Israeli Families Attempt to Block Palestinian Prisoner Swap

October 17, 2011

VOA News

Israel's Supreme Court is set to hear arguments from Israelis opposed to a proposed exchange of hundreds of Palestinian prisoners for captive Israeli soldier Gilad Shalit.

Lawyers representing Israeli families whose relatives have been killed in Palestinian attacks will make their case Monday in a last-minute legal attempt to block the swap with the Islamist Hamas movement.

On Sunday, the High Court approved the Shalit family's request to argue in its chambers in favor of the deal. The family warned against any delay in what they called a "delicate" agreement to release their son.

In the past, Israeli courts have rejected petitions seeking to prevent the mass release of Palestinian prisoners.

Israel has transferred most of the 477 inmates expected to be released Tuesday to a holding facility in the Negev desert. On Sunday, the government published the official list of their names on its prison service website. Israeli citizens then had 48 hours to lodge any legal appeals against the deal.

Shalit was captured by Palestinian militants in a 2006 cross-border raid from Gaza into southern Israel.

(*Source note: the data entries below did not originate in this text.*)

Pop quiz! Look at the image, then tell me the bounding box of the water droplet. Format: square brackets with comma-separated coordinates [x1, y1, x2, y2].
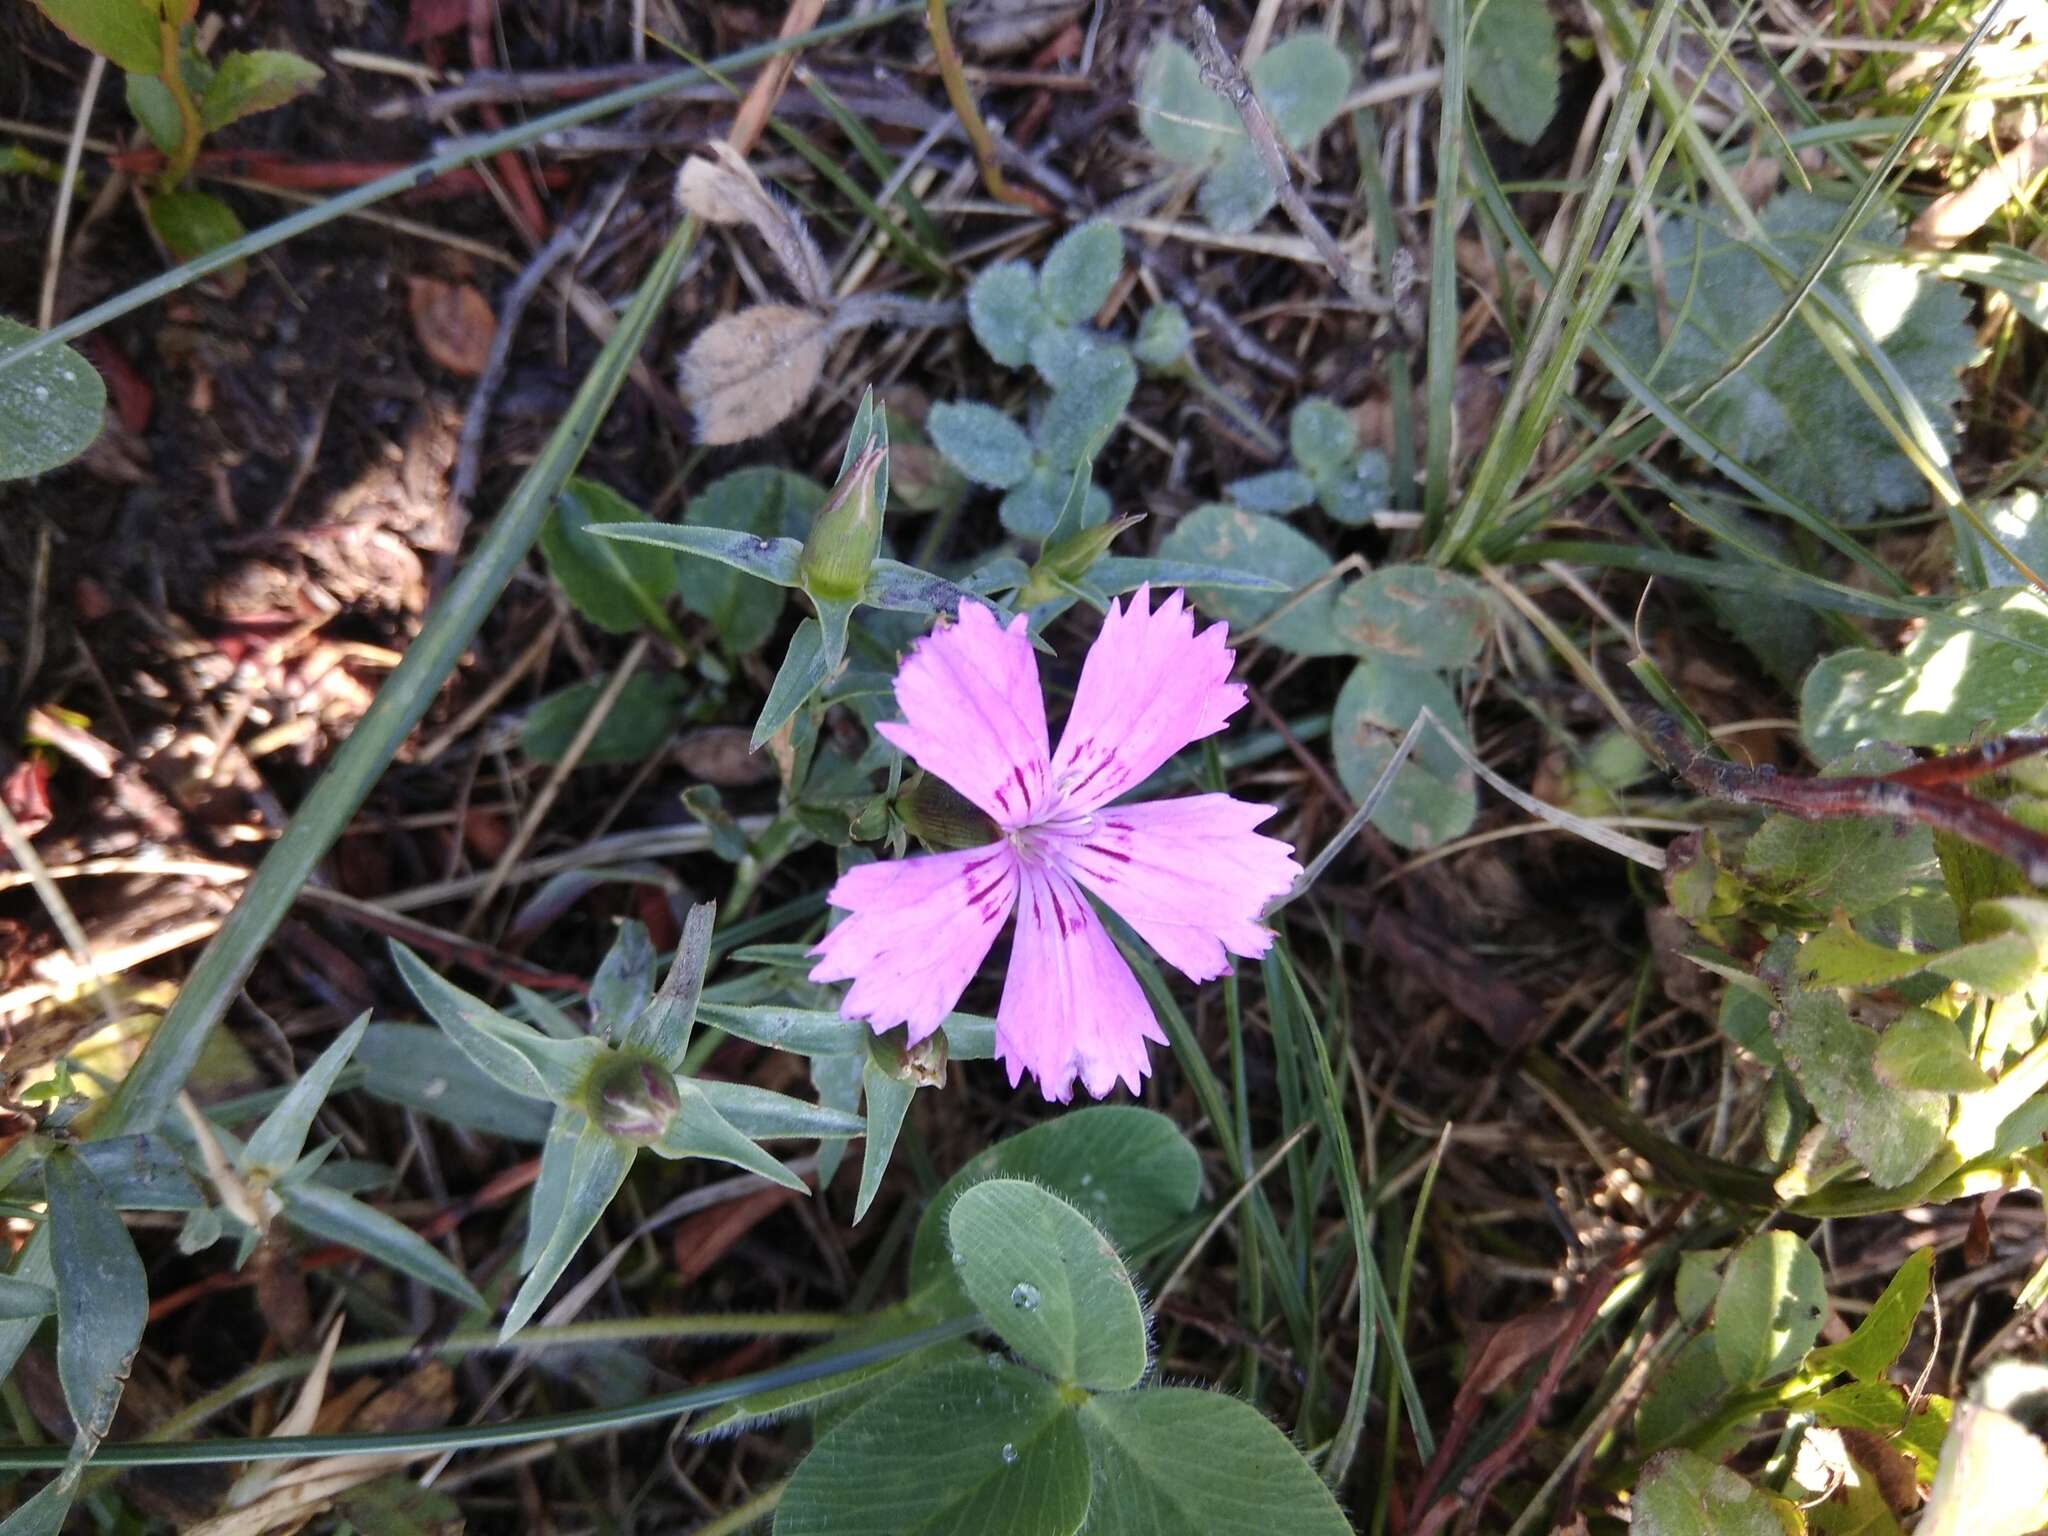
[1001, 1443, 1019, 1465]
[1010, 1281, 1041, 1311]
[32, 385, 48, 401]
[1078, 1173, 1093, 1187]
[2016, 657, 2034, 677]
[951, 1250, 967, 1266]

Under the exchange deal, 1,027 Palestinians will be freed in two stages in return for Shalit, who will be released to Egyptian custody and then handed over to Israel. The remaining 550 inmates will be freed over a two-month period.

About 40 prisoners will be sent to third countries. Others will be allowed to return to their homes in the West Bank, Gaza and East Jerusalem.

Some of the prisoners to be released were involved with planning and carrying out terrorist attacks against Israelis, including more than 280 Palestinians serving life sentences. More than 100 are considered hardcore militants.

Hamas leaders, who rule Gaza, met with Egyptian intelligence officers in Cairo Saturday to discuss the handover. Egypt helped mediate the deal.

Palestinian groups in Gaza are gearing up for celebrations to welcome prisoners home. Hamas Prime Minister Ismail Haniyeh called their release "a great victory."

Opponents of such prisoner swaps call the policy "a grave mistake," and warn they will encourage more kidnappings of Israeli soldiers. Hamas already has said the latest deal is just the first step toward the release of all of the remaining 5,000 Palestinians in Israeli jails.